Most impressively, to me, The Suicide Squad manages to steadily ramp up the scale and imagination of its set-pieces through to a solution to its BigBad that is as horrible as it is fair, given the rules established by this universe. The picture manages, too, to be consistently surprising and innovative in manifesting its imagery, and it evokes real pathos across multiple storylines while remaining unsentimental on the surface. (Of all the things I didn't expect from The Suicide Squad, getting a little misty watching a rat in a harness swim towards what is likely a heroic death has to be pretty high up there.) It's that rare thing that is unquestionably excessive to the point of obnoxious (King Shark spends a good portion of the end of the film gnawing on a human skull) that allows each of its huge cast time to establish motives and depths (all King Shark wants is some friends).
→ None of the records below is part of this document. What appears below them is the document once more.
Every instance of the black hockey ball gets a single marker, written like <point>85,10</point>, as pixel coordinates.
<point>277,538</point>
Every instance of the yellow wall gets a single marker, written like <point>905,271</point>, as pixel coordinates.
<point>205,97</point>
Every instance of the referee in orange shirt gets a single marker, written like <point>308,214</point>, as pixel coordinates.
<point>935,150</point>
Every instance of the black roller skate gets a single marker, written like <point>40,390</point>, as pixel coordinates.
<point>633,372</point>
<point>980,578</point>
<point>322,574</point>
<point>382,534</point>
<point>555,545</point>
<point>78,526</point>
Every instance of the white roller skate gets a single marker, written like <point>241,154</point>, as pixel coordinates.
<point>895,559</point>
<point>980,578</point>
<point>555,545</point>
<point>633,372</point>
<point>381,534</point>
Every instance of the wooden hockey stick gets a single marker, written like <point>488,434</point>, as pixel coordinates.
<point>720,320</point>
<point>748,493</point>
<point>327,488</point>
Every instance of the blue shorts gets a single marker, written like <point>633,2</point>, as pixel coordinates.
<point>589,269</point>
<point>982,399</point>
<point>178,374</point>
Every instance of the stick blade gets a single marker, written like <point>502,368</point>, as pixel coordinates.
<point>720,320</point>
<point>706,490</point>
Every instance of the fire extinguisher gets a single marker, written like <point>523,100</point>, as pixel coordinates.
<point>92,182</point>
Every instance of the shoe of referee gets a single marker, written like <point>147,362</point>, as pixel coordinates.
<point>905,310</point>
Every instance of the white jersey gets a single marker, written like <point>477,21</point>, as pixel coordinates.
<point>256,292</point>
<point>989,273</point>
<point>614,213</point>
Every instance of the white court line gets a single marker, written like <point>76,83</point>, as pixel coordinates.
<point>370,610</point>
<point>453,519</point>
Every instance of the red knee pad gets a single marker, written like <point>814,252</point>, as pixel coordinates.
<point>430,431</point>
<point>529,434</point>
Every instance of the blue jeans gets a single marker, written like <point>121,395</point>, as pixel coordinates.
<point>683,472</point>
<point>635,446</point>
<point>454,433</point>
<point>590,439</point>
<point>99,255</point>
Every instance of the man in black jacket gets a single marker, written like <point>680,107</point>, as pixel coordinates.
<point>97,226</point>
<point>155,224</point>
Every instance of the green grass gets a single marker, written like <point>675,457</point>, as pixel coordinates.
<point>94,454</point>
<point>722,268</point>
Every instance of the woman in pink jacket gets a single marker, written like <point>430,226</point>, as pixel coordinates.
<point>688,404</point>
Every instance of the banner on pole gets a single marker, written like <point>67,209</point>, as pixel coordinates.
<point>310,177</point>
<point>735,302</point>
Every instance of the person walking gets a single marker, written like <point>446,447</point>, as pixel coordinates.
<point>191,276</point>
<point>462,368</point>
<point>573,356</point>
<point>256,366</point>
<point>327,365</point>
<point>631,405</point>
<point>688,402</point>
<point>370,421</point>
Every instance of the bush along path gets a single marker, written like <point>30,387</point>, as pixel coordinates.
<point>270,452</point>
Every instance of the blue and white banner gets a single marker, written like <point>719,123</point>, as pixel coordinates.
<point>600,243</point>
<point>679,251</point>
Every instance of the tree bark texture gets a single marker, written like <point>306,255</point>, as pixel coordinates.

It follows the Snyder cut of Justice League as a film that similarly understands how superheroes are America's kaiju-eiga, i.e., our reaction to a collective loss of security in the world through the creation of capricious, uncontrollable beings who are sometimes heroic, sometimes villainous, always destructive. The Suicide Squad is evidence that being bound to IP doesn't mean your piece needs to be a thin, paste-like gruel intended for easy replication and mass consumption. There's life in it, a fighting spirit. I didn't think I'd have fun with a movie like this again--a huge-budget Mystery Men aiming for, and nailing, its hard-R. More, please.